Faye Deborah Golder-Remembrance

Faye G - 136Faye Deborah Golder

December 14, 1951- April 5, 2007

“Faygele” in Yiddish means “Little Bird” which is what her parents named Faye Golder

when she was born. She was proud of her name, and identified with it.

Faye had a love of nature. Growing up in Milton, MA, she and her family went on picnics

in the Blue Hills, spent summers in Nantasket Beach, and stayed at the family vacation house on

Lake Winnipesaukee, New Hampshire. After moving to New Haven in 1991, she shared her love

of swimming, walking in the woods, singing and playing guitar around a campfire with her

husband, Paul Caron, whom she met on an evening hike with the New Haven Hiking Club.

Faye’s adventurous spirit led her to travel throughout the world.
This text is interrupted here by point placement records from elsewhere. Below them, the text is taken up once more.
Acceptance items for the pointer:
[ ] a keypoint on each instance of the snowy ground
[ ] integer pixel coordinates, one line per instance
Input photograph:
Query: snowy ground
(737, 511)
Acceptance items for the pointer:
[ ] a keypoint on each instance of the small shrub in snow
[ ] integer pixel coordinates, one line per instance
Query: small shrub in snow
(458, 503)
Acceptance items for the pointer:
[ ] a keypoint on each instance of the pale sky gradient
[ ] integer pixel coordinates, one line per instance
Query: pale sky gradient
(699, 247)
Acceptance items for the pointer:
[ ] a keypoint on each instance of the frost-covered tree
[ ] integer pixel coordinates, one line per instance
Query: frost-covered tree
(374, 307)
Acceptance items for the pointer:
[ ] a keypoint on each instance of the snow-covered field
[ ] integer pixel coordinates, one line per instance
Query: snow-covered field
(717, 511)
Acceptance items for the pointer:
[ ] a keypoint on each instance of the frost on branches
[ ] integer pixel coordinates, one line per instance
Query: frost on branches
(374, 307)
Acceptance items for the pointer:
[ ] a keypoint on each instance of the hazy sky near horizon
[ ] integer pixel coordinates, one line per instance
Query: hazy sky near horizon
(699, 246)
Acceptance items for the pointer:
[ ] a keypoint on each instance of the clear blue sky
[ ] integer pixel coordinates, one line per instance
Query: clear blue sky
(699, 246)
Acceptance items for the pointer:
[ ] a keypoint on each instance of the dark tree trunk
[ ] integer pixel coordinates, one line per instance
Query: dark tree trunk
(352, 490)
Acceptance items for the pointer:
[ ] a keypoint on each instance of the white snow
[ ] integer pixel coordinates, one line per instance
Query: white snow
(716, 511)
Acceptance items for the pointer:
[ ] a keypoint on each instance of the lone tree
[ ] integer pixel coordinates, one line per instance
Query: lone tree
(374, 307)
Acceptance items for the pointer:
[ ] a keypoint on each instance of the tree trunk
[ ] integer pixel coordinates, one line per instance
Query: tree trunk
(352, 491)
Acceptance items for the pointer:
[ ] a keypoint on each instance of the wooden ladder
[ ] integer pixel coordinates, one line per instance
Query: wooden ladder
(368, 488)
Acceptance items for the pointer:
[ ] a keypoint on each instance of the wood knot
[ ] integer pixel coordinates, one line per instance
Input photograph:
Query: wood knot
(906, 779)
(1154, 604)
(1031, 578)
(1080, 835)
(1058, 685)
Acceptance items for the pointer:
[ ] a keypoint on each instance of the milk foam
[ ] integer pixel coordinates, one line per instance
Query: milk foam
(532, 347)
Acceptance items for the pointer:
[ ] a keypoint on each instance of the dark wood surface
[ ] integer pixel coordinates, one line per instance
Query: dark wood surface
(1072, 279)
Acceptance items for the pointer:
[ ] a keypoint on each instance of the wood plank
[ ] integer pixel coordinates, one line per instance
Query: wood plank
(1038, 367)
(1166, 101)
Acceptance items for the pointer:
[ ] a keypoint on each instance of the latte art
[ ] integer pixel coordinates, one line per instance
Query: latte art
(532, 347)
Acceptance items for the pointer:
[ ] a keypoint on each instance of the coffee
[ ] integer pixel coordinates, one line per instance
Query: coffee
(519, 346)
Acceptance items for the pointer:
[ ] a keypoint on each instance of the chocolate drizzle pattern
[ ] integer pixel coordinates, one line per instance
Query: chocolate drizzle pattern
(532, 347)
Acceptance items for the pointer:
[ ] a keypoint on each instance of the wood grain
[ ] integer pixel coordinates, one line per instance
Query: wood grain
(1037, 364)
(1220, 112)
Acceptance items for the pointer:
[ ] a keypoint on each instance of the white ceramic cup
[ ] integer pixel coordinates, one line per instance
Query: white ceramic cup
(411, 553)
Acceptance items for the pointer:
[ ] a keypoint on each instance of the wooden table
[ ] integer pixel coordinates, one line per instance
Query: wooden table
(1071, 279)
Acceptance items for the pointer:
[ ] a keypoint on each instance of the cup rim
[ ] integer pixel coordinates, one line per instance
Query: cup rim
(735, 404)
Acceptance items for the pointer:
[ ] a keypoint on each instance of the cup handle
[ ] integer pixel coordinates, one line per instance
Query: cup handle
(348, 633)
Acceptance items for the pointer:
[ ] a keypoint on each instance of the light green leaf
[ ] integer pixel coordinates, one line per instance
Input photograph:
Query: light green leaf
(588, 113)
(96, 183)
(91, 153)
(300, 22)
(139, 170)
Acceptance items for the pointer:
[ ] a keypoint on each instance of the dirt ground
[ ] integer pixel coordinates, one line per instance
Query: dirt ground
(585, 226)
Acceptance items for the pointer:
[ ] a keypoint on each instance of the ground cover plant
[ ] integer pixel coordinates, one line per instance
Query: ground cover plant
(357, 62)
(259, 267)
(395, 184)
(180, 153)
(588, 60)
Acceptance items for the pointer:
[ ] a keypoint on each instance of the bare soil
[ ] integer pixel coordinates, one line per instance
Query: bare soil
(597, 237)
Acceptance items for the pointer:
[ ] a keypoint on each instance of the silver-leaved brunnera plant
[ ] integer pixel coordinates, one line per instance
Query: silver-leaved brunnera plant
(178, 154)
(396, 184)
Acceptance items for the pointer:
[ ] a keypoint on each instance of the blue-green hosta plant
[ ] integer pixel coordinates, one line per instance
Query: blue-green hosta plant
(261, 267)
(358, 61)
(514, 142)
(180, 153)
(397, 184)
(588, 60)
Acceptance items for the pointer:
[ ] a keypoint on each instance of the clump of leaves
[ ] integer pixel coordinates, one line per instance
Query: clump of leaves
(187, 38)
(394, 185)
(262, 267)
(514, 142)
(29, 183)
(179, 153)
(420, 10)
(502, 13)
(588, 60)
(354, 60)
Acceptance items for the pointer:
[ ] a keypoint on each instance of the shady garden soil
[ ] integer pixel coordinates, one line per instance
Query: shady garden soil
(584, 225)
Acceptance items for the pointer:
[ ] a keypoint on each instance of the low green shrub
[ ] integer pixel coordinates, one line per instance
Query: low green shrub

When they were just teenagers,

Faye and her sister, Barbara, went to New York City to see “Fiddler on the Roof.” During

the summer of 1969, they joined many others when they attended “Woodstock.” At age twenty,

she spent some time exploring Mexico with her brother, Neil. Another of Faye’s memorable trips

was to Israel with her father in 1992.Faye and Paul traveled together to such exotic places as

Alaska and Peru. But they were just as content to walk down their street to Lighthouse Park to

watch the sunset.

Faye’s interest and talent in theater began when she was very young. She was in seventh

grade when she played the role of Tiny Tim in “A Christmas Carol.” Later roles in her career

included Adelaide in “Guys and Dolls,” Mrs. Peterson in “Bye, Bye Birdie,” and Mrs. Banks in

“Barefoot in the Park.” Faye lived in the San Francisco area for several years, where she studied

acting at the San Francisco Theater Academy and took improvisation classes from Whoopie


While in California, she did outreach and recreation work with the elderly and disabled.

The combination of her dramatic talents and genuine desire to help others led her to eventually

get a Master’s Degree in Drama Therapy from New York University. When she began working at

the Jewish Home for The Elderly in Fairfield, CT in 1996, she was the perfect match for the job

of Assistant Director of Therapeutic Recreation. She could utilize her experience and creativity in

music and drama as well as her expertise as a Certified Yoga Instructor. In

September, 2004, she received the “President’s Award for Outstanding Leadership” at the Jewish

Home. Upon presenting the award, Andrew Banoff praised Faye for being “a leader in promoting

kindness, generosity, goodwill, and spirituality.”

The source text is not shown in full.